INNER VOICES said...

*chuckles at "doglogs" remark*

KAZ said...

Is Mr C on the run?
Or is he just a bit fed up of looking after those hellhounds?

Gorilla Bananas said...

I am wondering who the dominant male is in your house, Beast. It doesn't sound as if it's you.

BEAST said...

scarlet-blue said...
Yep, as a dog owner you find out what cleaning is really about. Sellotape come in handy, as does vinegar, bicarbonate of soda and a box of surgical gloves.
Be careful out there Mr Beasty.
Miss Scarlet , they are a joyous little bundles of bodily functions

BEAST said...

MJ said...
Miss Scarlet, I am in charge of surgical gloves around here.

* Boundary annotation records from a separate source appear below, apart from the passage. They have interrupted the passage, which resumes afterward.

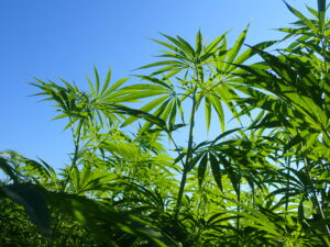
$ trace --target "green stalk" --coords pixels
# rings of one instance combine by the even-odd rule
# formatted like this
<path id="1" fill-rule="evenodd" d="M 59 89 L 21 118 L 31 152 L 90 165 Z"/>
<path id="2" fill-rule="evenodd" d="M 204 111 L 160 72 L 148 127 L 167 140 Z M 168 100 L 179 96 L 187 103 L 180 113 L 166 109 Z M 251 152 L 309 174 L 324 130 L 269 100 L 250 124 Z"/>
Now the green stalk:
<path id="1" fill-rule="evenodd" d="M 323 212 L 322 206 L 320 205 L 320 202 L 319 202 L 319 200 L 318 200 L 318 198 L 317 198 L 317 193 L 316 193 L 316 190 L 315 190 L 315 186 L 314 186 L 314 183 L 312 183 L 312 179 L 311 179 L 311 176 L 310 176 L 310 172 L 309 172 L 309 169 L 308 169 L 309 162 L 308 162 L 308 160 L 307 160 L 306 157 L 304 157 L 304 165 L 305 165 L 305 169 L 306 169 L 306 171 L 307 171 L 308 180 L 309 180 L 310 188 L 311 188 L 314 206 L 317 207 L 317 211 L 318 211 L 318 213 L 321 215 L 322 220 L 326 220 L 324 212 Z M 328 224 L 326 224 L 326 232 L 327 232 L 328 235 L 330 235 L 330 228 L 329 228 L 329 225 L 328 225 Z"/>
<path id="2" fill-rule="evenodd" d="M 79 148 L 80 148 L 79 147 L 79 143 L 80 143 L 80 135 L 81 135 L 81 126 L 82 126 L 82 124 L 79 123 L 78 124 L 78 128 L 77 128 L 77 135 L 75 134 L 75 131 L 72 127 L 72 133 L 73 133 L 73 138 L 74 138 L 74 145 L 75 145 L 75 151 L 74 151 L 73 162 L 72 162 L 69 172 L 72 172 L 73 168 L 76 167 L 76 165 L 77 165 L 78 154 L 79 154 Z M 68 182 L 69 182 L 69 177 L 66 178 L 66 180 L 65 180 L 65 182 L 63 184 L 62 192 L 65 192 Z"/>
<path id="3" fill-rule="evenodd" d="M 180 187 L 179 187 L 179 192 L 175 205 L 175 215 L 178 215 L 182 202 L 183 202 L 183 197 L 185 192 L 185 187 L 186 187 L 186 181 L 187 181 L 187 175 L 190 169 L 190 162 L 193 160 L 193 144 L 194 144 L 194 127 L 195 127 L 195 116 L 196 116 L 196 92 L 197 92 L 197 87 L 195 88 L 193 92 L 193 105 L 191 105 L 191 115 L 190 115 L 190 123 L 189 123 L 189 139 L 188 139 L 188 148 L 187 148 L 187 156 L 186 156 L 186 161 L 184 164 L 184 170 L 183 170 L 183 177 L 180 181 Z"/>

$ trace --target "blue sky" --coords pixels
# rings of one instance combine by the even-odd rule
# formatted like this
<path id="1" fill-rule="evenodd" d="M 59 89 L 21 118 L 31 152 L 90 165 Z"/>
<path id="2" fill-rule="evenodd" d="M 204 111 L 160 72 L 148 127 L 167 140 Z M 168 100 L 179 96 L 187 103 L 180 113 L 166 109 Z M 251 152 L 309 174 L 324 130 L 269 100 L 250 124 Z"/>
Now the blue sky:
<path id="1" fill-rule="evenodd" d="M 317 1 L 288 0 L 304 10 Z M 211 41 L 232 30 L 229 40 L 251 21 L 248 44 L 275 40 L 271 31 L 295 19 L 280 0 L 10 0 L 0 3 L 0 150 L 14 149 L 63 167 L 73 150 L 70 135 L 50 103 L 29 97 L 33 77 L 62 77 L 86 87 L 92 66 L 113 79 L 155 61 L 160 47 L 147 37 L 158 32 L 193 41 L 198 29 Z M 134 79 L 131 81 L 134 82 Z"/>

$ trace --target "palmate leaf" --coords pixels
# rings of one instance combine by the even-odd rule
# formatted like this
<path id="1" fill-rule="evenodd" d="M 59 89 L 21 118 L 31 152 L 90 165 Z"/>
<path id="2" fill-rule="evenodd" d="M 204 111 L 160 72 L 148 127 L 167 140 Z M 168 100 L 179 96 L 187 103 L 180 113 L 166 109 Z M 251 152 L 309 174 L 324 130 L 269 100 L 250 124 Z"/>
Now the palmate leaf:
<path id="1" fill-rule="evenodd" d="M 112 240 L 109 233 L 102 229 L 100 223 L 112 225 L 125 233 L 143 236 L 150 239 L 155 246 L 175 246 L 170 238 L 164 237 L 151 223 L 145 222 L 132 214 L 117 212 L 108 203 L 92 201 L 87 198 L 66 193 L 44 192 L 51 206 L 54 206 L 65 214 L 72 216 L 82 226 L 91 229 L 105 240 Z"/>
<path id="2" fill-rule="evenodd" d="M 0 169 L 9 176 L 14 183 L 19 182 L 20 178 L 16 175 L 16 171 L 8 164 L 7 159 L 0 157 Z"/>
<path id="3" fill-rule="evenodd" d="M 22 205 L 31 221 L 41 228 L 43 235 L 51 238 L 51 220 L 43 189 L 32 183 L 3 186 L 7 197 Z"/>

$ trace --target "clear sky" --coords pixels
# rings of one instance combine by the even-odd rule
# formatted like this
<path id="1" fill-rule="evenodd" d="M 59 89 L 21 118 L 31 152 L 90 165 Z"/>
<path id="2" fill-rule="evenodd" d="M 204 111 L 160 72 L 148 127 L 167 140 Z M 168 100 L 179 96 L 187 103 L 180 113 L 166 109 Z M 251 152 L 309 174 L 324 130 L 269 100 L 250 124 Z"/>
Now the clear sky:
<path id="1" fill-rule="evenodd" d="M 317 0 L 287 0 L 299 10 Z M 62 77 L 85 87 L 96 65 L 113 79 L 155 61 L 160 47 L 147 37 L 158 32 L 195 38 L 198 29 L 211 41 L 251 21 L 246 43 L 279 37 L 271 31 L 295 19 L 282 0 L 3 0 L 0 2 L 0 150 L 14 149 L 62 167 L 73 150 L 64 122 L 48 103 L 29 97 L 33 77 Z M 134 79 L 131 81 L 134 82 Z"/>

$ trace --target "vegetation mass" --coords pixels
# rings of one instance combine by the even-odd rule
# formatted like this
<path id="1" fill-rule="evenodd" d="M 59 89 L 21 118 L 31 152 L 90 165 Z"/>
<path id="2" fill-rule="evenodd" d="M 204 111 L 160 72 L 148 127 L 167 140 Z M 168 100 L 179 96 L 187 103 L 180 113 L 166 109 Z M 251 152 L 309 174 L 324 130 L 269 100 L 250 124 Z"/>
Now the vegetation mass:
<path id="1" fill-rule="evenodd" d="M 61 172 L 0 153 L 0 246 L 330 246 L 329 4 L 287 8 L 280 41 L 162 34 L 130 81 L 35 79 L 73 151 Z"/>

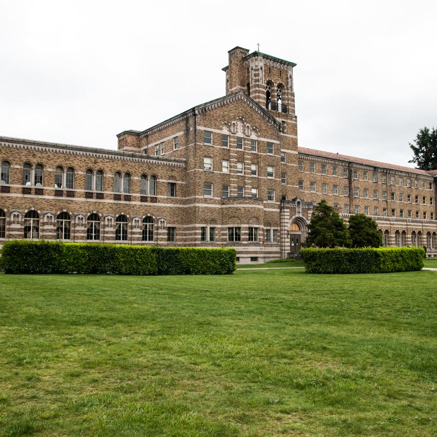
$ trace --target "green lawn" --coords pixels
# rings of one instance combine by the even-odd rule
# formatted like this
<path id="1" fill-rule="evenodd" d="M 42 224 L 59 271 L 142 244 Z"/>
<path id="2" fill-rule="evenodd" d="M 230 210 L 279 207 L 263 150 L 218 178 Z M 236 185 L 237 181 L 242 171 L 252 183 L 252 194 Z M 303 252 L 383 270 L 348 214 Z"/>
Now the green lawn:
<path id="1" fill-rule="evenodd" d="M 435 436 L 436 286 L 1 275 L 0 435 Z"/>

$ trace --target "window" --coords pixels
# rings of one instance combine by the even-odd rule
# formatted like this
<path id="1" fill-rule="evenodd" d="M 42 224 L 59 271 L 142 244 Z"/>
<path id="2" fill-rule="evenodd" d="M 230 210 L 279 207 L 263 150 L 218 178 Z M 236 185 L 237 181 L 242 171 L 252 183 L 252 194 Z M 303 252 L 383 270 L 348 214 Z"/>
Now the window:
<path id="1" fill-rule="evenodd" d="M 56 217 L 56 239 L 69 240 L 71 231 L 71 218 L 68 213 L 62 212 Z"/>
<path id="2" fill-rule="evenodd" d="M 90 214 L 86 220 L 86 239 L 97 241 L 100 239 L 100 216 Z"/>
<path id="3" fill-rule="evenodd" d="M 203 184 L 203 196 L 212 196 L 212 184 Z"/>
<path id="4" fill-rule="evenodd" d="M 258 241 L 258 228 L 249 227 L 249 241 Z"/>
<path id="5" fill-rule="evenodd" d="M 28 211 L 24 215 L 24 238 L 39 238 L 39 214 L 36 211 Z"/>
<path id="6" fill-rule="evenodd" d="M 35 186 L 42 186 L 43 166 L 41 164 L 35 166 Z"/>
<path id="7" fill-rule="evenodd" d="M 60 166 L 58 166 L 55 170 L 55 188 L 62 188 L 63 179 L 64 179 L 64 168 Z"/>
<path id="8" fill-rule="evenodd" d="M 153 241 L 155 220 L 150 216 L 143 219 L 143 229 L 142 230 L 143 241 Z"/>
<path id="9" fill-rule="evenodd" d="M 212 170 L 212 158 L 210 156 L 203 157 L 203 169 Z"/>
<path id="10" fill-rule="evenodd" d="M 176 241 L 176 228 L 173 226 L 167 227 L 167 241 L 169 243 Z"/>
<path id="11" fill-rule="evenodd" d="M 241 241 L 241 228 L 228 228 L 228 241 L 231 242 Z"/>
<path id="12" fill-rule="evenodd" d="M 203 142 L 206 144 L 212 144 L 212 132 L 203 131 Z"/>
<path id="13" fill-rule="evenodd" d="M 91 171 L 91 170 L 90 170 L 89 171 Z M 86 171 L 87 172 L 88 170 L 87 170 Z M 91 176 L 91 178 L 92 178 L 92 176 Z M 92 180 L 92 179 L 91 179 L 91 180 Z M 120 173 L 118 171 L 116 172 L 114 174 L 114 191 L 115 192 L 119 193 L 121 191 L 121 175 L 120 174 Z M 85 184 L 85 185 L 86 185 L 86 187 L 88 186 L 88 185 Z M 87 187 L 85 187 L 85 189 L 92 190 L 92 183 L 91 183 L 91 185 L 90 186 L 91 187 L 91 188 L 88 188 Z"/>
<path id="14" fill-rule="evenodd" d="M 123 192 L 131 192 L 131 175 L 129 173 L 125 173 L 123 176 Z"/>
<path id="15" fill-rule="evenodd" d="M 11 164 L 7 161 L 3 161 L 1 163 L 1 174 L 0 175 L 0 183 L 1 184 L 9 183 L 10 169 Z"/>
<path id="16" fill-rule="evenodd" d="M 23 166 L 23 185 L 31 185 L 32 170 L 32 166 L 28 162 L 25 163 Z"/>
<path id="17" fill-rule="evenodd" d="M 127 217 L 122 214 L 116 218 L 116 241 L 127 241 L 128 236 Z"/>
<path id="18" fill-rule="evenodd" d="M 167 183 L 167 197 L 175 197 L 176 196 L 176 183 Z"/>
<path id="19" fill-rule="evenodd" d="M 267 200 L 269 202 L 274 202 L 275 200 L 275 190 L 267 190 Z"/>
<path id="20" fill-rule="evenodd" d="M 0 209 L 0 238 L 6 238 L 6 214 Z"/>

*snaps gloved hand and asks Beast to bend over*
***Farts on Miss MJ's Hobknob***

BEAST said...

scarlet-blue said...
I had wondered where they'd all gone. Would you like a nibble on my Terry's Chocolate Orange, Miss MJ? And I have a sprig of mint as garnish.
***hangs garlic round neck and sharpens stake rady for Miss MJ ***

BEAST said...

INNER VOICES said...
*chuckles at "doglogs" remark*

There is nothing remotely chucklesome about a bucket of doglogs Mr Voices

BEAST said...

KAZ said...
Is Mr C on the run?
Or is he just a bit fed up of looking after those hellhounds?

Hopefully the fashion police have caught up with the blighter Miss Kaz. He is never apart from his 'boys' they are a little pack , so he is probably missing them horribly

BEAST said...

Gorilla Bananas said...
I am wondering who the dominant male is in your house, Beast. It doesn't sound as if it's you.
Mr Bananas , The Beast is definetly Top Dog , however I am nmore of a benign dictator than a raving despot

eroswings said...

Well, just make sure you look good in case they bust you and take a foto of you for shoplifting.

You're a saint for taking in the visitors and hosting them for a while.

MJ said...

HobNob farts...

Is there a video like wirh cake farts?